Components of a Merger Scam
When a financial services company announces a merger or acquisition, it gets scammers' attention. They may have many different ideas about the type of fraud they want to pull or who their target may be, but these are the basic, high-level components of a merger scam:
- A fake identity: The scammer chooses an insider persona to impersonate. This could be a business leader, a customer service representative, or tech support. They will also determine if they are from the victim's existing financial services company or staff from the new brand.
- Convincing communication: A perpetrator will determine the best mode of communication to mimic existing or expected messages from the persona they are impersonating. This is called phishing. This could be email, a phone call, snail mail, or text messages.
- An urgent request: The scammer will include in their communication a time-sensitive request related to the merger. For example, they may ask a bank customer to make a change to their online banking account before a "merger deadline" or ask a bank employee to make a rush payment to a supposed new vendor that is critical to the business transition.
- Receiving money, info, or access: Once a victim completes the action the scammer has requested, whether that is paying a fee or typing credentials into a malicious website, the scammer disappears.
A merger scam is any type of fraud in which the perpetrator uses a business ownership transition as part of their ruse.
Merger Scam Target Victims
A business merger can mean big changes for a wide range of folks related to the company. This gives scammers a host of potential victims to choose from. Here are some of the most common target groups and the types of scams they may be vulnerable to.
Customers
A common question a customer might have after hearing their bank is going through a merger is: "What does this merger mean for me?" Scammers are happy to supply fake answers. They may use the opportunity to send texts, emails, letters, or calls with the following ruses:
- Offering to help with "online account maintenance" during the transition to gain access to account credentials.
- Asking customers to update their account payees, giving the scammer access to transfers.
- Requesting a payment due to a supposed overpayment tied to the transition, though the overpayment check will bounce after the customer pays.
- Requiring victims to open a new account before the merger but sending them to a malicious site.
- Charging customers fees related to the transition or asking for funds to release supposedly "frozen funds."
Employees
During a business transition, staff may have new things to navigate, from new bosses to meet to new processes and systems to learn. Scammers will exploit this complex time through business email compromise, one of the most common cybercrimes. BEC involves impersonating security or leadership to:
- Request urgent access to a building, device, or software system.
- Ask for updated vendor payment details.
- Create the appearance of leadership's approval of a money transfer or other financial transaction.
Vendors and other third parties
The many business partners connected to a merging company can be victims as well.
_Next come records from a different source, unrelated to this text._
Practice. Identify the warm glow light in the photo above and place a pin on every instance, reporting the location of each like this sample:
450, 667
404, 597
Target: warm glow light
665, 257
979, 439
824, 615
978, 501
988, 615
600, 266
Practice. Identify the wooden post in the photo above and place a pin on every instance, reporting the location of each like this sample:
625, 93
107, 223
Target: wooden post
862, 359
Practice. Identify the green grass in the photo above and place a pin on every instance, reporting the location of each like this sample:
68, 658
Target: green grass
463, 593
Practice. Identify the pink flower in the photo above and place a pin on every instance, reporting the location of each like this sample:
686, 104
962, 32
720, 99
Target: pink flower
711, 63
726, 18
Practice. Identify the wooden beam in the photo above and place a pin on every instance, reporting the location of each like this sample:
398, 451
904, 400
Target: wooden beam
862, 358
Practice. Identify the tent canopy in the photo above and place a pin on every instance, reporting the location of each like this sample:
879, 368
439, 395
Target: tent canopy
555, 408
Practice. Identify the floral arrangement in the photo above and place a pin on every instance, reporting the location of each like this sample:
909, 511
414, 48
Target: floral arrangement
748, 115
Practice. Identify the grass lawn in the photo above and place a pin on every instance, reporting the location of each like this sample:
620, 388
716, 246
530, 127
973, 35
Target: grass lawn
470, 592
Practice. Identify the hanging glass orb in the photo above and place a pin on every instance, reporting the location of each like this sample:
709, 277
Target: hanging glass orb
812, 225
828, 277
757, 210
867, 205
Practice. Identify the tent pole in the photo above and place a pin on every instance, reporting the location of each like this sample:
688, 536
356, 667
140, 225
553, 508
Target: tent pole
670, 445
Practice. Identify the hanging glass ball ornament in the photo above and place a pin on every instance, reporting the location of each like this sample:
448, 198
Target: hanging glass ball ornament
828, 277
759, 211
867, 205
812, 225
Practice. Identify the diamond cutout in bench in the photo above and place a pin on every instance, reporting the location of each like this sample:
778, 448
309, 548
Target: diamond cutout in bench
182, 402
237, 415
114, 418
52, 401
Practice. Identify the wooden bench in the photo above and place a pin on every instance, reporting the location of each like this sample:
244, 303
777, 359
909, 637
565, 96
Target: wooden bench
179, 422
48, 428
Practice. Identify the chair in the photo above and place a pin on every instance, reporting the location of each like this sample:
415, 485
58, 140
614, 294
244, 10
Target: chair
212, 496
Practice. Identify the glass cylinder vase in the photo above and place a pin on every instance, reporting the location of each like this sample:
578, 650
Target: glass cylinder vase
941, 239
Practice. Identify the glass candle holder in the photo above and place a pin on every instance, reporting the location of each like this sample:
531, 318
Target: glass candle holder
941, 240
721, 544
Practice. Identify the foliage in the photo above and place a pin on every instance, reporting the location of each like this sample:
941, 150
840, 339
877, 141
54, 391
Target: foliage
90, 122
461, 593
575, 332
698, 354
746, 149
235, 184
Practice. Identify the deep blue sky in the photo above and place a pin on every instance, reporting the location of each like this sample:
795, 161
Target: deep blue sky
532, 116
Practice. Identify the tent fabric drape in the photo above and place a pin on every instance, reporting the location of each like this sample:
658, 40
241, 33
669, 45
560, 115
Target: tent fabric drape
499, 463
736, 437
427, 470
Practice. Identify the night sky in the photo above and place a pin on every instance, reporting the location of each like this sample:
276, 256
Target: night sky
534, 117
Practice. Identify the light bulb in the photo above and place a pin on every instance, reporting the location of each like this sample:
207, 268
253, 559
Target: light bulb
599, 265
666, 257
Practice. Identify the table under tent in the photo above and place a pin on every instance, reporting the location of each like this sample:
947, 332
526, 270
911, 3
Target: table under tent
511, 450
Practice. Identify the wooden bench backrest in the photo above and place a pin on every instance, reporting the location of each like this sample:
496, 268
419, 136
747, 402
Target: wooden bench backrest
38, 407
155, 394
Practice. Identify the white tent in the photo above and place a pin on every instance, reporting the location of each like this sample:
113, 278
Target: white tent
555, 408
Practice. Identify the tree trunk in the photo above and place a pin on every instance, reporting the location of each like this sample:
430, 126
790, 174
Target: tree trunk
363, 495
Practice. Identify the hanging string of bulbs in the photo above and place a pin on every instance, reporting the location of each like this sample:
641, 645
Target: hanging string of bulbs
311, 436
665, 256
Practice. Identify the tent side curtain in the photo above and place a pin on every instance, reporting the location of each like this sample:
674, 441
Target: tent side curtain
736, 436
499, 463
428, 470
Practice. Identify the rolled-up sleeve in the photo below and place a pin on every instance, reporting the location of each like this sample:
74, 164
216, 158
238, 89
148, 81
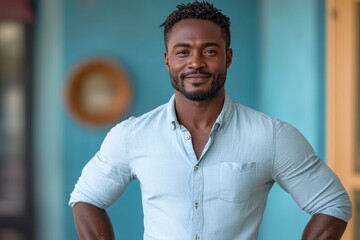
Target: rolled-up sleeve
105, 177
299, 171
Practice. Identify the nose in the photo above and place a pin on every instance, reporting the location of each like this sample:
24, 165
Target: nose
197, 61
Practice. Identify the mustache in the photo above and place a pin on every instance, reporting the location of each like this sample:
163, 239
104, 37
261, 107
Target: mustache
185, 74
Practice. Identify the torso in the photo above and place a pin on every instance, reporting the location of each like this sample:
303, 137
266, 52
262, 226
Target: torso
199, 140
Perpetrators can pretend to be employees from the new brand, asking for updated info, fees, or access.
Merger Fraud Red Flags
When any business in your world announces a merger, it's time to start watching for the following merger fraud red flags:
- Urgent or last-minute payment, account, or information requests. Companies generally try to make transitions as easy on customers as possible. Frantic demands are unlikely to be genuine.
- Sudden changes to payment instructions. Before making any payments to a new recipient, use a known and trusted contact method to speak with a trusted business representative to confirm the request is valid.
- Email typos or suspicious domains. Read emails, texts and websites carefully. If the website address, email address, or other text contains typos or unusual spellings, do not engage. Relatedly: A familiar phone number does not verify authenticity, as caller ID is relatively easy to manipulate.
- Avoiding verification calls or video meetings. Customers, employees and vendors alike should feel welcome to verify any request with an additional phone call or video call with a trusted representative. If the person communicating with you resists this request, they are likely a scammer.
How to Stay Safe from Merger Scams
To protect yourself during a business transition:
- Verify every request using known contact info.
- Slow down. Do not comply with urgent demands.
- Train employees about BEC and communicate fraud risk to internal teams.
- Never share passcodes or credentials with anyone.
- Report suspicious activity immediately to the company.
A business merger can be an exciting time for the company and customers. There can also be complexity involved. By keeping an eye out for the signs of merger fraud, customers, employees, and vendors can keep themselves and their organizations safe from fraud.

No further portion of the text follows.